Anyway, I know that it might seem kind of pointless to comment on this now but this is actually the first time I've listened to the work in full after over a year of being aware you were the youngest recipient of an award that currently escapes my mind because of this piece. That fact... simply bothers me. And it bothers me more that seemingly no one has said to you that this just is not a very good piece off music. I perhaps partly blame it on a lack of awareness of the 20th century in music and, to a lot of people, this is just like what all those dudes were writing or whatever. It's all 'atonal' anyway right? But, as someone who passionately studies and explores 20th century 'classical' music, I can say that.. this just really is not good.

I wish you the best in the composing career and provided you maintain interests and studies in these sorts of things, I think there is little doubt you will be writing music I'll enjoy or find interesting by the time you're my age.

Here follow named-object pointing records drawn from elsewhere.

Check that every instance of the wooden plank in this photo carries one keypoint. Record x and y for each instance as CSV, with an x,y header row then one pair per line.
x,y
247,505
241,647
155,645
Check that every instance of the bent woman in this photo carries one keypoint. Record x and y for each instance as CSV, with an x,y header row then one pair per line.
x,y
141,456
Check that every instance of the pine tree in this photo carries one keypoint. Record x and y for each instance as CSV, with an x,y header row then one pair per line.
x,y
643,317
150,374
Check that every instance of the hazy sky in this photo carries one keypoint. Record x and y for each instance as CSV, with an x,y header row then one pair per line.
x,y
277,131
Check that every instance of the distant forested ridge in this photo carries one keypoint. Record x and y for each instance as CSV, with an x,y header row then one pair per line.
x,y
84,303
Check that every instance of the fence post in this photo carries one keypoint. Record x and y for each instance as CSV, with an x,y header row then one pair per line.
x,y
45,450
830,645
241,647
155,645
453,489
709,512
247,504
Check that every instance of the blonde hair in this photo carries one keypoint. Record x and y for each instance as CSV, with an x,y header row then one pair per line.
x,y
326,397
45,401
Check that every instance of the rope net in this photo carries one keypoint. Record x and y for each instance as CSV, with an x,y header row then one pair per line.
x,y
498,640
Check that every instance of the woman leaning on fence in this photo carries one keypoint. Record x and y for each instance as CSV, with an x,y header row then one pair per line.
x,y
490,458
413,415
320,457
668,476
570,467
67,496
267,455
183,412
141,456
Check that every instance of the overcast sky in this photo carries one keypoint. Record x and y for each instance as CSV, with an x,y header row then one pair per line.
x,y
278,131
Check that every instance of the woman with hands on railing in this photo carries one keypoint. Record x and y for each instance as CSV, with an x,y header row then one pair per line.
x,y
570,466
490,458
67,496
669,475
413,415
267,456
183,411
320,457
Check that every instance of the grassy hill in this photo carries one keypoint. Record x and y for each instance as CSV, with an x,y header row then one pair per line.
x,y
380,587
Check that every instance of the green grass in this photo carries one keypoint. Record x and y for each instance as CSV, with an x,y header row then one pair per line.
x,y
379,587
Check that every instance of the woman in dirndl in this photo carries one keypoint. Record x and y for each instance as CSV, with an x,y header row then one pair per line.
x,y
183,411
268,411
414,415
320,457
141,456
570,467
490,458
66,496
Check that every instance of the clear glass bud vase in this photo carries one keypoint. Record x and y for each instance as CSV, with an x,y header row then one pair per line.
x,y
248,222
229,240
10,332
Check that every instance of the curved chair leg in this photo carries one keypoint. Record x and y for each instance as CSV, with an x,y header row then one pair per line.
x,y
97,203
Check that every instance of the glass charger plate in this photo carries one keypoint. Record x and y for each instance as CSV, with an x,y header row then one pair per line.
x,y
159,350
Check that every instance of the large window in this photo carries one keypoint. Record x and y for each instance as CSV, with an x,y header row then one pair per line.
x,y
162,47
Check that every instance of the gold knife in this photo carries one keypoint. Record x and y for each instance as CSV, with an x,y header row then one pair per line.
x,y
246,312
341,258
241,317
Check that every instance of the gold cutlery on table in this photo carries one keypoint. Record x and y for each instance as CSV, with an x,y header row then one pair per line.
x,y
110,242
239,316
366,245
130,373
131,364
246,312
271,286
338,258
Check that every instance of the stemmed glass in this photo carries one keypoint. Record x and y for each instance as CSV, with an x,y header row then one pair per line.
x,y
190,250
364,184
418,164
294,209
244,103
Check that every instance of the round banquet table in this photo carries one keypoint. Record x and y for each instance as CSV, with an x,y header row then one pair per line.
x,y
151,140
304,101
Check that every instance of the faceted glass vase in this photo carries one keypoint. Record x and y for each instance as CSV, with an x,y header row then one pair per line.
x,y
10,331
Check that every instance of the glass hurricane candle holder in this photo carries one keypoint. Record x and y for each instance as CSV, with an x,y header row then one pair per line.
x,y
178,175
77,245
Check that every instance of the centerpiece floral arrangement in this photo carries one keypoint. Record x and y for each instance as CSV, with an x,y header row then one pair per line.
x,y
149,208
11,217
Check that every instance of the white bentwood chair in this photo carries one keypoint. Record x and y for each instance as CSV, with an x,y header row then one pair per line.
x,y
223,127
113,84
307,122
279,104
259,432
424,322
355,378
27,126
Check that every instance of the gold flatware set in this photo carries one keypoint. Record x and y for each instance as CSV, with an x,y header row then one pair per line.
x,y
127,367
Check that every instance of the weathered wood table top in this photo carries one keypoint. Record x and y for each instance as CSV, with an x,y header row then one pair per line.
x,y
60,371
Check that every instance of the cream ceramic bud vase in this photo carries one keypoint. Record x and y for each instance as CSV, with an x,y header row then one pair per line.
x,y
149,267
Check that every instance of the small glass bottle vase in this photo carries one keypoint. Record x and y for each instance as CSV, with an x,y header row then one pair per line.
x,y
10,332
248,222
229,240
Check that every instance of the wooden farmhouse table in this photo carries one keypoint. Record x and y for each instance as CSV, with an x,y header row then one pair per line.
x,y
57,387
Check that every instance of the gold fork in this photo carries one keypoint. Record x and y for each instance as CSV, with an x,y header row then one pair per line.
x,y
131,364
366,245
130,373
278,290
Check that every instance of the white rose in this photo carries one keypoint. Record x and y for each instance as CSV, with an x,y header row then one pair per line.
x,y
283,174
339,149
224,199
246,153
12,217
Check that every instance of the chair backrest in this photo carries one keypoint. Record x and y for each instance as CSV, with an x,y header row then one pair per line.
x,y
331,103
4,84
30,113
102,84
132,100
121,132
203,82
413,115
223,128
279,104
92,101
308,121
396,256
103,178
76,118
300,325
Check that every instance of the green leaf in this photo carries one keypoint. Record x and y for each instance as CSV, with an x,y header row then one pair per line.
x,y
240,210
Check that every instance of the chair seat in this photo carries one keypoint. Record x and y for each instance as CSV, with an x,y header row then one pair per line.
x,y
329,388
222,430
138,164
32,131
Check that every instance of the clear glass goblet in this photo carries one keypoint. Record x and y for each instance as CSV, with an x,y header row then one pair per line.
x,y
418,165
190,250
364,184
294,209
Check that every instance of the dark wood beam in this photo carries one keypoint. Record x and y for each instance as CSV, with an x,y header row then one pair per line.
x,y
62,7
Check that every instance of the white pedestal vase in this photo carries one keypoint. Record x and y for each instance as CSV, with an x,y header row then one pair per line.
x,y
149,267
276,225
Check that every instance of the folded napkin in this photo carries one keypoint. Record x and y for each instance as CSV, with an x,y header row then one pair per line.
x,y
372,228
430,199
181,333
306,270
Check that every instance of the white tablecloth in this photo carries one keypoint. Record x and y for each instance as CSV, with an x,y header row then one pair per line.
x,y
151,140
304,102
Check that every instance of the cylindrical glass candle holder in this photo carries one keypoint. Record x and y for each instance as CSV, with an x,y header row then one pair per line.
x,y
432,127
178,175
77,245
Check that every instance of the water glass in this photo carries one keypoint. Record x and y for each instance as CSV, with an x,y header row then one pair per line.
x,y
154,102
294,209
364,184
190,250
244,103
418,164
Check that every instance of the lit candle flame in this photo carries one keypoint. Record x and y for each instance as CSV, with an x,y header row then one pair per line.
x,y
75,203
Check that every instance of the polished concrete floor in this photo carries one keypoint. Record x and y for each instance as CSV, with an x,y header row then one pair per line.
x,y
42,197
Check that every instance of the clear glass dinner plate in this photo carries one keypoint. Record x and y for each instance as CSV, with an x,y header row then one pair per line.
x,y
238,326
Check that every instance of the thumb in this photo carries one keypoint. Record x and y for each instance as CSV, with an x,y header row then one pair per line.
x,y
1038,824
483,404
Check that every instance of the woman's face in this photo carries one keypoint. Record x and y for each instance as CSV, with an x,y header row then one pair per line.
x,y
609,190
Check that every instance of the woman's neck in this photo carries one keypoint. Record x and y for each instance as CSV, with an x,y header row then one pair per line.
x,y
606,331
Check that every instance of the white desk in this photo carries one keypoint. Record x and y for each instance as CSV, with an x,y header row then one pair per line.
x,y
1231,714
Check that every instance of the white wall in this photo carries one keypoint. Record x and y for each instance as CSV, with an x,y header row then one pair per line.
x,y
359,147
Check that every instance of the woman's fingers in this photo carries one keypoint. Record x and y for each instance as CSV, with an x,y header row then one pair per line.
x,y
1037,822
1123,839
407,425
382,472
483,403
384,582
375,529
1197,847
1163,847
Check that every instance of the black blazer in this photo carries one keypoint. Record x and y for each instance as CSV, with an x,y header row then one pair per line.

I just feel it necessary to comment on these sorts of things because I believe it's not the million compliments that makes a composer improve, but the one negative review that really sticks in a composers' mind. I've certainly had a few of those experiences and they've always made me a better person for it. Either because I realized they made some crucial points that I would then set to remedy or they made some completely horrible points that have forced me to think exactly why I disagree with them and strengthened my own personal stance on composition. I hope my review will react the former to you but, if even the latter, I'll just be happy to have made an impact.

I have to disagree with Nirvana here. I actually enjoyed a large part of this. The midi, however, is absolutely horrible! Get your dad to premiere this piece and put a better recording up, PLEASE! That said, it's fascinating that you wrote this 2 years ago now... a lot of your more current works aren't anywhere near this. Why the move back to tonality? I think you should really explore this side of you... it's got a lot of potential.

  • Author

You'll see. I am starting the great change once again.

Soon to come.

BTW thanks for both of your comments!!